L’Algérie a tous les moyens pour faire face aux cyberattaques et même de riposter, a déclaré l’expert en géopolitique et sécurité, Dr Arslan Chikhaoui, dans un entretien accordé au quotidien francophone L’Expression, paru dans l’édition de ce lundi.

En plus des moyens disponibles pour contrer toute incursion malveillante, l’expert affirme que l’Algérie dispose aussi d’un potentiel humain formé pour faire face à ce genre de menaces. « L’Algérie a les moyens de se protéger contre ce type d’attaque et même riposter. Elle est parée à ce genre de guerre, avec notamment des effectifs bien formés pour faire face à ces menaces », a déclaré Dr Arslan Chikhaoui, en insistant sur le niveau d’alerte qui doit être très élevé, car dans ce monde de la cyberguerre « les choses évoluent très vite » et « qu’on doit toujours rester sur nos garde » et « rester au diapason de ce qui se fait », a-t-il dit.

L’expert en géopolitique et sécurité affiche son assurance quant aux compétences dont dispose le pays. « Ce point ne m’inquiète pas », dit-il. Cependant, « le grand défi », selon Dr Arslan Chikhaoui, réside dans la préparation de l’opinion publique à cette guerre. « Le grand défi maintenant est de préparer l’opinion publique à cette guerre qui peut arriver à n’importe quel moment.

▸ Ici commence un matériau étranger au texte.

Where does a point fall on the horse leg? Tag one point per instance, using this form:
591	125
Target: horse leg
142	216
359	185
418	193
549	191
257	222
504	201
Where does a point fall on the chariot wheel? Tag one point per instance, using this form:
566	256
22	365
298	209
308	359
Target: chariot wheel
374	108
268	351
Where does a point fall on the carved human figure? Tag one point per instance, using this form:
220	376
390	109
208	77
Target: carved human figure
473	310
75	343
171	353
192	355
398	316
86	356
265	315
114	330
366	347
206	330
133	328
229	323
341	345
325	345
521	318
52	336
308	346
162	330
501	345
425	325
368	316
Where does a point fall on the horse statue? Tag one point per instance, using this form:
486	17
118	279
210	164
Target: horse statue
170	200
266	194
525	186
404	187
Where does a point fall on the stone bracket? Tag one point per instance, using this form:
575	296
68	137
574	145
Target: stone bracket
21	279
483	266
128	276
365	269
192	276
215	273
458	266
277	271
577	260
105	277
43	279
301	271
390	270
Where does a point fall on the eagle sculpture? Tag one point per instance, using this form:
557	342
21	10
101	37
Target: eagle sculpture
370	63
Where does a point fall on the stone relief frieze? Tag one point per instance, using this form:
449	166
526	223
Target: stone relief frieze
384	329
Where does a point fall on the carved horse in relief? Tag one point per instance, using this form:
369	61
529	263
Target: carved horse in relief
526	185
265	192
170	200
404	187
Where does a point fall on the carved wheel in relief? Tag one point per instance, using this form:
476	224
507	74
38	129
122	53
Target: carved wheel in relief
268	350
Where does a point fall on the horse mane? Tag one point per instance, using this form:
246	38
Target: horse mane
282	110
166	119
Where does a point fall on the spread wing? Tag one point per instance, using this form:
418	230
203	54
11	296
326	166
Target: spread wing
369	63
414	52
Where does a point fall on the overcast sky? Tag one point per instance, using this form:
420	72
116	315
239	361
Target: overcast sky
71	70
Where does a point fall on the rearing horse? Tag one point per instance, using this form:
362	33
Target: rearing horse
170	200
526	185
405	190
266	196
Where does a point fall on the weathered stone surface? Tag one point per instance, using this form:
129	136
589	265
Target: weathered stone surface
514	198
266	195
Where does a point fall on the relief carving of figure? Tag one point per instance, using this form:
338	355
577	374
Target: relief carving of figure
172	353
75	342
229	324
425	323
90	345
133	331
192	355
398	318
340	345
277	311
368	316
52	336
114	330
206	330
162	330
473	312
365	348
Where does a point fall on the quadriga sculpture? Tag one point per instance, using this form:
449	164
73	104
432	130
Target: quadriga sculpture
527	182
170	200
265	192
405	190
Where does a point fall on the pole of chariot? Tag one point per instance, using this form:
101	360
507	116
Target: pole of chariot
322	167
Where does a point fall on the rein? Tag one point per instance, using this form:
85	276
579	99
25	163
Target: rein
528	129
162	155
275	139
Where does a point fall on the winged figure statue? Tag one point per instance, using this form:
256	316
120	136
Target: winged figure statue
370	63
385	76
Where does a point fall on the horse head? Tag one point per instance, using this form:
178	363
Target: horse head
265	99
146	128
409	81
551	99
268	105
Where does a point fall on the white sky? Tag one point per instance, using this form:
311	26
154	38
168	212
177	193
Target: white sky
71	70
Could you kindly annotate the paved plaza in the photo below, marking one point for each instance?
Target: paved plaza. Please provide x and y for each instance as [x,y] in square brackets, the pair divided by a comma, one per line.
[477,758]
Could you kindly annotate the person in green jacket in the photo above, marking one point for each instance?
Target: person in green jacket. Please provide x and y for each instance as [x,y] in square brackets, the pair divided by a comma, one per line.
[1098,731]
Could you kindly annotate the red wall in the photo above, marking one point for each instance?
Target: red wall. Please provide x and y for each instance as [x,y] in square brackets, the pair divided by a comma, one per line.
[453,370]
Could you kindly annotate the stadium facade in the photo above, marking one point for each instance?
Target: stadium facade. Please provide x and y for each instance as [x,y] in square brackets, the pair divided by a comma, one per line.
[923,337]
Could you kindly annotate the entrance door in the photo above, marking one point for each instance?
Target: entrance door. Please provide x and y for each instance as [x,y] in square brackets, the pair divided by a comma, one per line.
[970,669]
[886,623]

Pour ce qui est des incursions récentes de hackers marocains, Dr Arslan Chikhaoui les qualifient d’une « cyberguerre ». « Ce qui se passe actuellement avec le voisin marocain est, en effet, une cyberguerre. Elle entre dans cette nouvelle logique de guerre à distance, où aucune balle n’est tirée avec des dégâts aussi importants qu’une guerre classique », souligne l’expert, ajoutant que l’Algérie fait face à trois types d’attaques, notamment « la propagande et la désinformation », « les attaques de vandalismes » et « l’espionnage politique ou industriel ».

Des attaques, explique-t-il, qui consistent à envoyer des messages politiques à des moments précis pour créer de la confusion au sein de la population, et à défigurer les pages de sites Web. Quant à l’espionnage politique ou industriel, il a pour but de voler des données via des chevaux de Troie introduits dans les systèmes d’information, poursuit l’expert en géopolitique.